US equities have remained strong performers in recent months in spite of unexpected macro and geopolitical issues, and for Martin Flood, US portfolio manager at Lazard Asset Management, the outlook remains optimistic.
The manager notes: “On the economy, we’re entering the next phase of growth and we’re still bullish on US equities. One part of the economy [that has struggled] has been the working middle class, and there are signs that confidence has improved. We are still on a deleveraging mode that began in 2008 and that will continue, but I think we can grind along at 2-2.5 per cent [growth] for the foreseeable future.”
Of course, strong performance has led to higher valuations, leading some to ask just how many attractive opportunities remain.
Mr Flood acknowledges: “Valuations are not cheap. But we’re not buying the market, we’re buying stocks. The composition, the structural nature of the S&P’s margin has changed. Technology is a bigger component than 30 to 40 years ago. Structurally, margins have edged upwards and the composition of the index makes you feel a little bit more comfortable on valuations.
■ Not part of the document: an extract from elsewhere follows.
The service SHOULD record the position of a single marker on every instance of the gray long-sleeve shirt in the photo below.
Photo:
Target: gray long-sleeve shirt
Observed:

“It will be a market you have to stockpick your way around. Buying the market now is probably not a good idea, as if you buy the S&P500 then you’re buying all the overvalued stocks,” he says.
After 17 years in the US equity space, Mr Flood should know what he’s talking about. He originally started in public accounting, but his auditing work led to him being introduced to Lazard and after meeting people on the fund management side, he decided to move across.
Initially joining in a hybrid marketing client communication role – “someone who could talk to clients about their investments” – he moved to a purely investment role around 2000.
“We have five US strategies that have scale and I show up as the portfolio manager in every one. I act as the spokesperson for the US platform, but I am actually the portfolio manager for certain strategies, I’m the final decision maker,” he says.
For UK investors, Mr Flood acts as backup to Chris Blake on the Lazard US Equity Concentrated Ucits fund.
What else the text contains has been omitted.